The only bad thing about becoming editor of this great paper - almost a decade ago now - is that I lost the thrill of sitting down with an old TLS on a Sunday afternoon and reading almost everything in it.
Reading the next one - and most of it not for the first time - is not quite the same.
But it was a lovely sunny afternoon. And old or new, there can be always be strange interconnections within any issue read at a single sitting, not all of them intended.
Next week, I can reveal, is therapy week. Alfred Kazin's Journals follows Alice Munro's New Selected Stories.
Kazin, as Zachary Leader explains in a review well worthy of its subject (high praise and meant to be so) produced a 7,000 page journal of his life even though his thrice-weekly visits to his therapist removed the need for too much writing of irrationality and confession.

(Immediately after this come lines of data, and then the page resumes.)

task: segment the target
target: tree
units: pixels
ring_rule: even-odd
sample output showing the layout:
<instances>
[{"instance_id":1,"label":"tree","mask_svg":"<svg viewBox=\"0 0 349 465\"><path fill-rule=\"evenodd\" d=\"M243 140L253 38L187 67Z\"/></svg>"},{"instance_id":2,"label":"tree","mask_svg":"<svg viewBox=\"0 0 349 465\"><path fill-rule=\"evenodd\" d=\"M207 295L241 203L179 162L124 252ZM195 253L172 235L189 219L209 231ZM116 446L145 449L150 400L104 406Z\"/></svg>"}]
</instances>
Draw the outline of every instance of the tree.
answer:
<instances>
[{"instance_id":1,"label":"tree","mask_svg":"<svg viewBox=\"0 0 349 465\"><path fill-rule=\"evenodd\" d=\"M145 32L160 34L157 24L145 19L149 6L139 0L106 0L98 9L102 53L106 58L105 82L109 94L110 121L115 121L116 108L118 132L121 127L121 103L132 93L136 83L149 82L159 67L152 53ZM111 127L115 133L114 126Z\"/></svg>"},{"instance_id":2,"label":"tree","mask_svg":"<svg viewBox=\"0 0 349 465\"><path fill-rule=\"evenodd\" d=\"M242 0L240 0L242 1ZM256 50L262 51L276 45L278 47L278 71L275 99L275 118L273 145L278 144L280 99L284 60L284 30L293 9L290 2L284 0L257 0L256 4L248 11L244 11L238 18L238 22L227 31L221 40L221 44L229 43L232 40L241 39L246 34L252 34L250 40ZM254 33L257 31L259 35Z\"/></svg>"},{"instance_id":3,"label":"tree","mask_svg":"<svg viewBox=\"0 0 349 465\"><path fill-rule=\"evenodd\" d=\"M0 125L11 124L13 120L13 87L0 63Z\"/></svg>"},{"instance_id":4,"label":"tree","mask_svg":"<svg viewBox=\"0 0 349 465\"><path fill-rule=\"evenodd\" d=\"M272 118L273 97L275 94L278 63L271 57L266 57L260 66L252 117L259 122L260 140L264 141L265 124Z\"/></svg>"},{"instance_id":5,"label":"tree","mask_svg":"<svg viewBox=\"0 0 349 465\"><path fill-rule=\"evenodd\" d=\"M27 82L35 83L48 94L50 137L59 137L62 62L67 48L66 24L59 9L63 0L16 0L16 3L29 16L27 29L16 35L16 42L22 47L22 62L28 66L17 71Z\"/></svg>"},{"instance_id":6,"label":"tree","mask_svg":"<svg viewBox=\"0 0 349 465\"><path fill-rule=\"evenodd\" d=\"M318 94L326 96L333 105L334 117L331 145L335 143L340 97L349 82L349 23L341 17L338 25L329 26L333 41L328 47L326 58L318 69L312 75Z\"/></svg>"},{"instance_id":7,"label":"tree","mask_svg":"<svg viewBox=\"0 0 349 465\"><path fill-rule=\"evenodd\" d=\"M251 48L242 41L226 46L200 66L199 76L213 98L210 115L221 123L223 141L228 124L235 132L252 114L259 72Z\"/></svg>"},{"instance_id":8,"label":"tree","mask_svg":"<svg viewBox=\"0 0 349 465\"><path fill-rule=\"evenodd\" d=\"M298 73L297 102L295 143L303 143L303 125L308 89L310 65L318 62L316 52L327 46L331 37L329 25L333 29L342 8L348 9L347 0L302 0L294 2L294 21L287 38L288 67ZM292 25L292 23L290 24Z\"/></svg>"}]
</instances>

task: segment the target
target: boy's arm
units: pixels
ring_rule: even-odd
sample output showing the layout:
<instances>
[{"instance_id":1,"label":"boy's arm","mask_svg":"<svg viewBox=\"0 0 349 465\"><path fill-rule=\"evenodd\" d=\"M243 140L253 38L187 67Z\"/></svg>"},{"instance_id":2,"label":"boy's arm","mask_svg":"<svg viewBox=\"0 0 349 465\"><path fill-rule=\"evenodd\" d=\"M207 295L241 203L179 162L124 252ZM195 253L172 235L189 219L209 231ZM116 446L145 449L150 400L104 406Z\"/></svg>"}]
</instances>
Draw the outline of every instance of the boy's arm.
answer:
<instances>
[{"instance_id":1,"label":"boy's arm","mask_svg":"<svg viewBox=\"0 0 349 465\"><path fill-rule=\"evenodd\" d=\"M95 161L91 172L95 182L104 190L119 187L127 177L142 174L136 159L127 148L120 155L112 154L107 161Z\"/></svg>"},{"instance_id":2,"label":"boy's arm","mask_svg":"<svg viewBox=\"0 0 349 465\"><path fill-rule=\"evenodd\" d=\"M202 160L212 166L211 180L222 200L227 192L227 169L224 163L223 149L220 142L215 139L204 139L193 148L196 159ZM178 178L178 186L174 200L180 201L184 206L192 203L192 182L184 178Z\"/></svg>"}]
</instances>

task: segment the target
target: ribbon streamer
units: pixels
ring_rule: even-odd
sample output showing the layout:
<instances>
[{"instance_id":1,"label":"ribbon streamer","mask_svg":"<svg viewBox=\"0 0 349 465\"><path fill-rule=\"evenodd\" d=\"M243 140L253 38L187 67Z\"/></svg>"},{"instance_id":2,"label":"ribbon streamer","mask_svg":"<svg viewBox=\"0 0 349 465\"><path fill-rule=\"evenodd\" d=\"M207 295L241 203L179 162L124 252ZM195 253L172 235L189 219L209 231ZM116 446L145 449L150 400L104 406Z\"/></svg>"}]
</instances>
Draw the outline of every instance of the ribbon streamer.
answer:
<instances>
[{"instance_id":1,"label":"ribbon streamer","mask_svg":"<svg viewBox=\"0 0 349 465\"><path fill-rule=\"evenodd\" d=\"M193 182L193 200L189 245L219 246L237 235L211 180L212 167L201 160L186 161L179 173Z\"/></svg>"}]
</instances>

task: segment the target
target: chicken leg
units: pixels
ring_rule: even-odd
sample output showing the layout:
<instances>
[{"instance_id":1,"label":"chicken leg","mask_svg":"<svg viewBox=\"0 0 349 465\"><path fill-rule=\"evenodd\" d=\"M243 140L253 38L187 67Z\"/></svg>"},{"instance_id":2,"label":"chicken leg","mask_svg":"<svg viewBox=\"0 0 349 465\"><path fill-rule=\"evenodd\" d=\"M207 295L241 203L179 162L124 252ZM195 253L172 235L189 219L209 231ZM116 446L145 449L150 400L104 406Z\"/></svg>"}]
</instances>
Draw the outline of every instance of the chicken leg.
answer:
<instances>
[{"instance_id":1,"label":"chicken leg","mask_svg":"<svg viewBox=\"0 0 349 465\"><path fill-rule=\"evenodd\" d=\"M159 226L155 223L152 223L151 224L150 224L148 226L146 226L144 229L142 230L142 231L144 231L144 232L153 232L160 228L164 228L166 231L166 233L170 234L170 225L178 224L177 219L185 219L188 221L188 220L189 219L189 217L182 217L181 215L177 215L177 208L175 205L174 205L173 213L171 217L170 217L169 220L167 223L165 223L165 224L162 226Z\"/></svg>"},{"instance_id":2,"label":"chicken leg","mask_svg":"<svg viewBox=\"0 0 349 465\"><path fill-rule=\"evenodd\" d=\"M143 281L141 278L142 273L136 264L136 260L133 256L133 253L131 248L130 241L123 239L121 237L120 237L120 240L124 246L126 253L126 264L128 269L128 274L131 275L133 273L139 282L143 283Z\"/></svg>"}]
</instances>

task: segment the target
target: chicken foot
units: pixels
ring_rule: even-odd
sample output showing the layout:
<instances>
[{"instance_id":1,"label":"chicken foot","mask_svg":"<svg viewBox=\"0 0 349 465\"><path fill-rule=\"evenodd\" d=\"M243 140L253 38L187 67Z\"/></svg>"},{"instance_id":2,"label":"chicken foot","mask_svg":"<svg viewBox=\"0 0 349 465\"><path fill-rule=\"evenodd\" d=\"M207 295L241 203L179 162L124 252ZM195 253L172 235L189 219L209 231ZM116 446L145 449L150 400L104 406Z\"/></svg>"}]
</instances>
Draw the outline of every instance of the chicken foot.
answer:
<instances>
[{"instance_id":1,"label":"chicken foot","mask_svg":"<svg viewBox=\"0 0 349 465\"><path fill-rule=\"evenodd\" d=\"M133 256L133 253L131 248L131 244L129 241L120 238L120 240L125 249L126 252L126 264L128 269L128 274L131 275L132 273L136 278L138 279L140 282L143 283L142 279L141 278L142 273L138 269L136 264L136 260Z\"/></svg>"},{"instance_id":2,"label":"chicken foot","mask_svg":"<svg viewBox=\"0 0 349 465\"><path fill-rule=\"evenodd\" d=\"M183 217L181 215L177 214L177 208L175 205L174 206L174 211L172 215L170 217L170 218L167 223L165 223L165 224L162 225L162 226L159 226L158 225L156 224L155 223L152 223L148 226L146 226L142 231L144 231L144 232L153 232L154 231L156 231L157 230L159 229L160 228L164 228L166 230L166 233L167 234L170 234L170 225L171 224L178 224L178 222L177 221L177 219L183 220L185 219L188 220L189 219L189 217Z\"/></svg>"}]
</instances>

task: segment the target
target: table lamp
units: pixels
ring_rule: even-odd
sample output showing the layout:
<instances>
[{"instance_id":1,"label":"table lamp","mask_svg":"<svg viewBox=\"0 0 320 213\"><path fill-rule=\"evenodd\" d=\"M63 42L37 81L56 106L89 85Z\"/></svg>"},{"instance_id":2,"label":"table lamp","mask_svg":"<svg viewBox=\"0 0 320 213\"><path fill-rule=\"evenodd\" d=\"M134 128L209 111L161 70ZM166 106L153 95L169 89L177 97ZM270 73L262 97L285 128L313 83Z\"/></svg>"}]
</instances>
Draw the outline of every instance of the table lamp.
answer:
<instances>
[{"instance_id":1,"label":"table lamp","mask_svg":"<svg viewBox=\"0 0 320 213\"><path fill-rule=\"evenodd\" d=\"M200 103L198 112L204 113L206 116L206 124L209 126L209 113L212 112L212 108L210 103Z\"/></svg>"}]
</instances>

Munro's disturbing stories of sexuality and dreams, in an evocative lead review by Ruth Scurr, are cooled by the voice of therapy but powered by its irrationalities. I learnt that in the story, "Chance" (2004), there is even the presence of the classicist's own modern classic on the subject, E.R. Dodds' "The Greeks and the Irrational'.
Dodds' book is one worth rereading from time to time - as well as reading about. It does not stay the same. If I had had him to hand, I would have likely left more of the TLS for tomorrow in the office. But he was not with me by the river this afternoon. Nor were any other books. All are in boxes in a store nearby. The house from which many past posts have been made to this blog contains builders only right now.
So there was only next week's TLS - from cover to cover - in the Autumn sun among the geese. Most excellent it was - as I hope that many more readers, encouraged by this revived blog on our even more revived website, will soon discover. Subscribe now. You know it makes sense.
Driving back to London an hour ago, I happened to put on an old Sheryl Crowe CD, the one with the song, Three Days in Rome, about the woman who finds unhappily that her former lover has put their mini-break in a book.
A great song, as I just about recall from however long ago it was that it came out. It is one of those songs that once seemed by its anger and intensity to come from true experience. [That is the kind of loose feeling or statement that classicists avoid making about ancient poetry but is perhaps OK for pop songs]
This afternoon it seemed more like an echo of Portnoy's Complaint, a pop-song version of a Roman story delivered direct to his therapist by its hero. But that thought probably comes only from too continuous reading of the TLS.